Fino a qualche mese fa nessuno avrebbe scommesso seriamente sulla vittoria del centrosinistra a Milano, anche se qualcuno adesso sostiene il contrario. Tant’è vero che una delle maggiori preoccupazioni ad esempio del PD fu quella di avere delle “deroghe” che garantissero la rielezione dei consiglieri in carica. Poi le cose sono andate diversamente, visto che storia politica, economica, scientifica ogni tanto si caratterizza con successi inaspettati.

Questo dato inatteso è essenziale non sottovalutarlo, perché a parte la propaganda, è importante sconfiggere politicamente il centrodestra e riconquistare il governo del paese. Le forze politiche ed elettorali che hanno appoggiato Pisapia sono le stesse di Ferrante e non hanno presentato un messaggio particolarmente innovativo, dov’è allora la differenza?

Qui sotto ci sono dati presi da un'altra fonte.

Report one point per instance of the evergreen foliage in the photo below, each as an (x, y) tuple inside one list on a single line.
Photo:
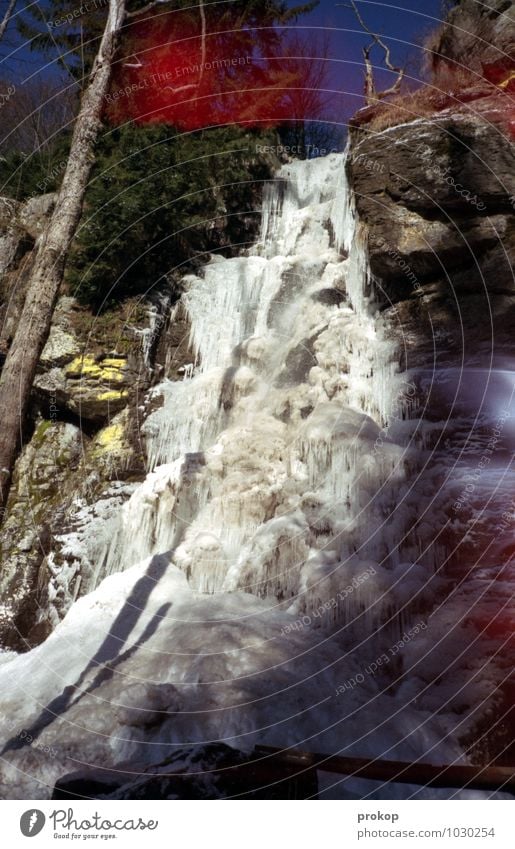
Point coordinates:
[(158, 199)]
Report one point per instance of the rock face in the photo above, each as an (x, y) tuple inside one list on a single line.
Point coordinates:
[(437, 197), (83, 448), (476, 34)]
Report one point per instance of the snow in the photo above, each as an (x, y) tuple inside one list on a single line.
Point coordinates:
[(282, 539)]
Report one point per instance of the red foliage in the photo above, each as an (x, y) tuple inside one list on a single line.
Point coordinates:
[(178, 77)]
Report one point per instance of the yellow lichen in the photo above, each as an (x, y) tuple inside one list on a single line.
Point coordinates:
[(113, 395), (108, 370)]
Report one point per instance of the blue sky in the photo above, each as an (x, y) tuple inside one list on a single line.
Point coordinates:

La differenza rispetto a cinque anni fa è che una parte consistente di elettorato moderato milanese ha abbandonato la Moratti: si va dai commercianti del centro che non hanno visto una politica di difesa del tessuto sociale del commercio a scapito dei grandi network della distribuzione, a quei settori di professionisti delusi, ai piccoli imprenditori tagliati fuori da ogni possibilità di avere dei vantaggi dall’Expo, alle periferie frustrate dai piani fasulli sulla sicurezza. Per chi è spesso all’estero per lavoro, e a Milano non sono pochi tra i manager, ha influito anche l’opinione che si ha fuori dal paese del nostro premier e di conseguenza della sua espressione milanese.

Questo elettorato ha dimostrato di non essere più prigioniero dell’ideologia anti sinistra come è stata presentata da Berlusconi in questi anni e non ha avuto nessuna paura a favorire un candidato alternativo. Un atteggiamento di questo genere vuole anche dire l’appoggio di questi settori sarà necessario “meritarselo” e questo lo si può fare solo recuperando il meglio della tradizione riformista che si è distinta al governo della città fino agli anni ottanta. Il laboratorio del programma, anche se molte volte condizionato da atteggiamenti di radicalismo di principio, si è caratterizzato dalla ricerca di ipotesi riformiste e innovative verso Milano.

Un primo segnale potrebbe essere quello di fare in modo che, fatte salve un minimo di “deroghe”, tanto per rimanere nella migliore tradizione del centrosinistra, i rappresentanti da inserire nei vari consigli di amministrazione siano sottoposti a un minimo di selezione, magari tipo primarie o concorso, basato su uno standard minimo di merito. Oltretutto il concetto di standard minimo di merito è un principio abbastanza diffuso nelle imprese. Secondo individuare alcuni settori di lavori, in particolare per i giovani, da sviluppare tenendo conto che una Milano con più attività e viva è anche più sicura.

E’ chiaro che il soggetto che avrà maggiori responsabilità sarà il PD, soprattutto gli eletti tenendo conto che se prendiamo come riferimento i criteri di selezione dei gruppi dirigenti fatti con congressi e primarie, gli ultimi dei non eletti, solo per il numero di preferenze, sono più rappresentativi dei gruppi dirigenti in corso.

Il successo del PD sta a significare che un elettorato maturo lo vede, nonostante alcuni limiti, come l’unica forza in grado di “governare” una nuova Milano e un ulteriore prova di maturità è stata il numero elevatissimo di preferenze date a Boeri, in un contesto di tradizione non particolarmente attenta a questo, che lo “costringe” ad avere un ruolo di forte peso e visibilità istituzionale e uno altrettanto rilevante all’interno del partito.